Review: Soul Power (2009)
Soul Power rocks, it's a lost goldmine of great soul, blues and African music from a music festival arranged to coincide with the "Rumble in the Jungle," the title fight between Muhammad Ali and George Foreman in Zaire in 1974.
The film opens with a little blurb describing the concert and some of the circumstances surrounding it, including the fact that Zaire's dictator, Joseph Mobutu, may have promised to foot more of the bill than ended up happening, perhaps a reason why the film was not cut together and presented for so long. There are some other scenes of the difficulties and obstacles presented to actually staging the concert, and they're a little bit interesting in places, but more could have been dropped without bad effect.

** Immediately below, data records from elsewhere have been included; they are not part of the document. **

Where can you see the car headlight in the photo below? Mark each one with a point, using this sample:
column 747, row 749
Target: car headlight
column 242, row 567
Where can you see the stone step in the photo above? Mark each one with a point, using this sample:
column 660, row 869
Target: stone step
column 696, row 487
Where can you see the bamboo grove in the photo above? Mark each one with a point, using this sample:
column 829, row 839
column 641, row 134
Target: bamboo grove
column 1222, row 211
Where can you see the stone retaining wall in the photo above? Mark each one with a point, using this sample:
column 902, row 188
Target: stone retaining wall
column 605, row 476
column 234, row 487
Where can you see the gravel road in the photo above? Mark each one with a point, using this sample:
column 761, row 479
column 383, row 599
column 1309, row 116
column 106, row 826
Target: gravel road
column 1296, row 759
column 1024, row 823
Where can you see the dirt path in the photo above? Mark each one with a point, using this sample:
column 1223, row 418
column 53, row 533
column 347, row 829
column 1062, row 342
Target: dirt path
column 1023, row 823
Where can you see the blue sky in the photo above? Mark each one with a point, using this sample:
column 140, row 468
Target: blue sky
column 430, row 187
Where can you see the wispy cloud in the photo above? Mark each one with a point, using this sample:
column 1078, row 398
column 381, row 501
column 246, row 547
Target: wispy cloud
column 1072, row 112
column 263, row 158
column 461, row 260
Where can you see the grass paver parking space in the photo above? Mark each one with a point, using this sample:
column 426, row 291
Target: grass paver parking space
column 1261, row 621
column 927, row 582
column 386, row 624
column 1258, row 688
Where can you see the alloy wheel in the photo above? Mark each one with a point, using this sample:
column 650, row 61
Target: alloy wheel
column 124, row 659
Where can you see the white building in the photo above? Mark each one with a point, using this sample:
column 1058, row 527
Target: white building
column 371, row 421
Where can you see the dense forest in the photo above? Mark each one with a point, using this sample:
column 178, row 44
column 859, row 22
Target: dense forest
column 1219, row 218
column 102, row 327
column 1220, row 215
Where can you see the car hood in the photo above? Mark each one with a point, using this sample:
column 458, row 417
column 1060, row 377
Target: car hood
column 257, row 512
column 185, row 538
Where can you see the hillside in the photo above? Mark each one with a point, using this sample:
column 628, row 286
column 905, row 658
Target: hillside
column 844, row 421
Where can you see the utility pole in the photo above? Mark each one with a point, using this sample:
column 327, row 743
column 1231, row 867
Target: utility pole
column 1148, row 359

But James Brown and Ali are the undisputed stars of the film, Brown in performance and conversation, Ali mostly in conversation and action. Both are at the tops of their games as performers and commentators, and it's a true pleasure to discover this historical document of that time and place.
It's a concert film, and a top-notch one at that. Brown is electric, and other standouts include the Spinners, B.B. King, Miriam Makeba and Celia Cruz (!). But it's more than that, too.
It's more in the sense that we get a lot of behind-the-scenes moments surrounding the concert itself, and the good parts are very, very good. Scenes of Brown, Don King and Ali talking about the significance of the concert itself, the significance of traveling to Africa and the politics of the time are priceless. Some of Ali's monologues are masterful musical performances of their own.
Several of the American artists travel out to the local populace, and welcoming and impromptu performances by street musicians or groups of children, along with footage from the plane ride over for many of the top-billed performers, keep the music going even when we've stepped away from the concert itself. There's a great sequence of Celia Cruz and her group getting warmed up to perform that alone is more than worth the price of admission.
I'm a big fan of most of the musicians featured, as well as quite interested in the other characters of the film, so I was literally glued to my seat the whole time, not wishing to miss a note or a word. There are a couple of performances which leave a bit to be desired, but it's more than made up for by some of the little moments never before seen anywhere else, and the extravagant perfection of the best stuff included.
In particular, I would have liked to hear a better Bill Withers song, but on the other hand, the one he performs represents his style and personality fairly adequately, so it's not a big complaint.
In terms of overall shape, Soul Power is not quite on the level of the truly great rock documentaries, like Don't Look Back, Gimme Shelter, or The Last Waltz, but it's not because of a lack of great music, great cinematography, or an irreplaceable cast of characters. In those regards, Soul Power more than holds its own. Clearly, an amazing time was had by all, and it's so watchable.